Ton parcours donne le sentiment d’un pouvoir d’auto-détermination, une discipline et d’une volonté très forte et pourtant tu étais un élève très turbulent. Tu t’es même fait virer de ton lycée je crois. C’est un paradoxe pour toi ? C’est parce que je m’ennuyais profondément que j’étais indiscipliné à l’école. Mais lorsque je suis passionné, je suis au contraire très discipliné. Dès l’enfance, je savais qui je voulais être et ce que je voulais faire de ma vie. J’étais déjà animé par des passions très fortes et je vivais l’école comme une perte d’un temps qui m’était par ailleurs précieux pour me consacrer à mes passions justement. J’avais une passion des mots donc j’aimais les cours de français, mais pendant le reste des cours, je rêvais ou je perturbais la classe. J’étais insupportable en vrai, je faisais le pitre constamment, au point où ce n’était plus possible de faire cours. Pour moi, les cours étaient devenus une scène où je m’exerçais à faire rire. Mais dans mon souvenir, il y avait aussi une vraie tendresse de la part de mes professeurs. Déjà, je faisais rire certains. Et puis je crois qu’ils voyaient quelque chose en moi qui ne cadrait pas dans une classe, mais qui témoignait d’une curiosité et de certaines capacités. Ils ont essayé de me garder jusqu’au bout mais ils ont fini par me virer et je les comprends en un sens.

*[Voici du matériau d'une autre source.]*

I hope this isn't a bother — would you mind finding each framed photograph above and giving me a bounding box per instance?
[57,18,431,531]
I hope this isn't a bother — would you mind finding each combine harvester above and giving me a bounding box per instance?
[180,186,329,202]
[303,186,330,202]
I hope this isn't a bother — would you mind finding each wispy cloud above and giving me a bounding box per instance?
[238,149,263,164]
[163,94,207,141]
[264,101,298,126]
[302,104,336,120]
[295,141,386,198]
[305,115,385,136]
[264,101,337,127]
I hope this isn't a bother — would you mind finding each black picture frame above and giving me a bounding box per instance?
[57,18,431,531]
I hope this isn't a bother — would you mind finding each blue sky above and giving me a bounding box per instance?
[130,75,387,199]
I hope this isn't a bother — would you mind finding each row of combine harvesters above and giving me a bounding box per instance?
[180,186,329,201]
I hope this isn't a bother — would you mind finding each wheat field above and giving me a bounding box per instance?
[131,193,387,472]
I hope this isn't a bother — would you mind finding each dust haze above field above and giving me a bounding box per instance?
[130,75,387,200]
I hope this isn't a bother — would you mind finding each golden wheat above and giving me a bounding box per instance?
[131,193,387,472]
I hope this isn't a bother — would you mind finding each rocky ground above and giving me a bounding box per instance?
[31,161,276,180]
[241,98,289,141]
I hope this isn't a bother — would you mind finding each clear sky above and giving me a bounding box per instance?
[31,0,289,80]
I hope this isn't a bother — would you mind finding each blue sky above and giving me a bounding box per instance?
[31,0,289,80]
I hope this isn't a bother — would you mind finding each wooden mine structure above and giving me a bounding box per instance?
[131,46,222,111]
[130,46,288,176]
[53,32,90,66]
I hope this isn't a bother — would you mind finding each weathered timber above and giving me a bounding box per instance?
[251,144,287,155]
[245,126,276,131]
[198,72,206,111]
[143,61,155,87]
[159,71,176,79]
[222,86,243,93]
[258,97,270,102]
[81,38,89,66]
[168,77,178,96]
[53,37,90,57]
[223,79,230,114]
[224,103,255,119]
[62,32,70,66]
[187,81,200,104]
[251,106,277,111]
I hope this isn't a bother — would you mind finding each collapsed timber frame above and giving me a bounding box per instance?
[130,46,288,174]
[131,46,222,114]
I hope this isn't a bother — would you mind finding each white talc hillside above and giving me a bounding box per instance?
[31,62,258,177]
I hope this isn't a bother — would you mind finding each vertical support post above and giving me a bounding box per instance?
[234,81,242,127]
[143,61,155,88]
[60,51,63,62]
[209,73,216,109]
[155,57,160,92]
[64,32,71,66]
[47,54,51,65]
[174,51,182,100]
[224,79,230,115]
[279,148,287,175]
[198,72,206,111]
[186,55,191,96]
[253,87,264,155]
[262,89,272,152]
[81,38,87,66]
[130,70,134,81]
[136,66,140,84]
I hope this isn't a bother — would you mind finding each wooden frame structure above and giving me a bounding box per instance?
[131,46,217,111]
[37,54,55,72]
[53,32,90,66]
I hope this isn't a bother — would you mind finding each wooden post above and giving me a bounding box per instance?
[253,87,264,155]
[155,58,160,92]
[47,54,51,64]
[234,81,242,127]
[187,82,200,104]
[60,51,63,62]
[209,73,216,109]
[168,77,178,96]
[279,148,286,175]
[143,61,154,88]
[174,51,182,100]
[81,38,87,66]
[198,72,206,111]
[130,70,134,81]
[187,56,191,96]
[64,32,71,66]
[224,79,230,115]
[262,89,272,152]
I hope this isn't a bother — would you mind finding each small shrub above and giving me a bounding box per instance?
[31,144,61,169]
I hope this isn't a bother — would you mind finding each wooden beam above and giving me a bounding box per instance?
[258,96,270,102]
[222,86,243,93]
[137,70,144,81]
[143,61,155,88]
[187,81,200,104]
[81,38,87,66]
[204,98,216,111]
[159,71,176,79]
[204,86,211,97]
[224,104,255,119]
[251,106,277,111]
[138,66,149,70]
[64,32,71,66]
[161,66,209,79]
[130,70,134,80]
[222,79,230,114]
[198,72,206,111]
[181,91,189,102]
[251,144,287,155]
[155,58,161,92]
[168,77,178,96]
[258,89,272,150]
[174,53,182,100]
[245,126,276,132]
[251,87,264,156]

Et l’école à la maison, ça se passait comment ? J’ai fini ma quatrième au CNED, puis ma troisième. Mais c’était encore plus dur de m’intéresser. Je suis devenu insomniaque, j’écrivais mes textes la nuit et je commençais à plus du tout avoir la même vie que mes potes, à fréquenter principalement des adultes. Et puis après j’ai été aspiré dans le showbiz comme tu dis. J’ai jamais passé mon bac, sans le regretter.
Comment es-tu devenu le plus jeune comique de France ? Je n’avais pas réussi à rentrer au Jamel Comedy Club parce que j’étais trop jeune, du coup j’ai tenté ma chance auprès d’Emmanuel Smadja, qui était directeur d’un café-théâtre. Il m’a pris à l’essai avec mon premier sketch, Je suis Stéphane Bak. J’ai pas mal tourné avec ce sketch et il m’a ouvert les portes du Festival du rire de Montreux, de l’Olympia, du Grand Rex et de l’Accor Arena.
En 2013 et alors que tu t’apprêtes à jouer ton premier spectacle de stand-up, tu abandonnes ta carrière d’humoriste. Que s’est-il passé ? Mes désirs d’adolescent n’étaient pas mes désirs de jeune adulte. A 17 ans, j’avais envie de changer de milieu. Le stand-up est un milieu assez violent mine de rien et je savais que je ne voulais pas y faire toute ma carrière. Comme on vit dans un pays où les mentalités sont assez étriquées et où il est plus difficile qu’aux Etats-Unis par exemple, de passer du stand-up au cinéma, je me suis dit qu’il valait mieux opérer une bifurcation très tôt, avant que mon image soit définitivement fixée dans la peau d’un stand-upeur. Et honnêtement, je vivais plus, je ne sortais jamais du milieu du stand-up et j’avais besoin de respirer, d’avoir d’autres expériences.
C’est drôle parce que le clip de The Girl is Mine du groupe 99 Souls, où tu tiens le rôle principal, tu joues justement un mec qui avance à contre-courant. C’est une belle image. Je n’aurais pas pensé que tu me parlerais de ce clip. C’est vrai que c’est un peu une métaphore de ma trajectoire. Mais dans ma tête c’est plutôt une suite logique, bien qu’elle soit faite de hasard et de décisions fortes. Par exemple, quand je rencontre Grégory Weill, mon agent de cinéma, alors que je suis à Cannes pour le Grand Journal, je n’imagine pas une seconde qu’on va y aller ensemble dix ans plus tard pour deux films dans lesquels je joue.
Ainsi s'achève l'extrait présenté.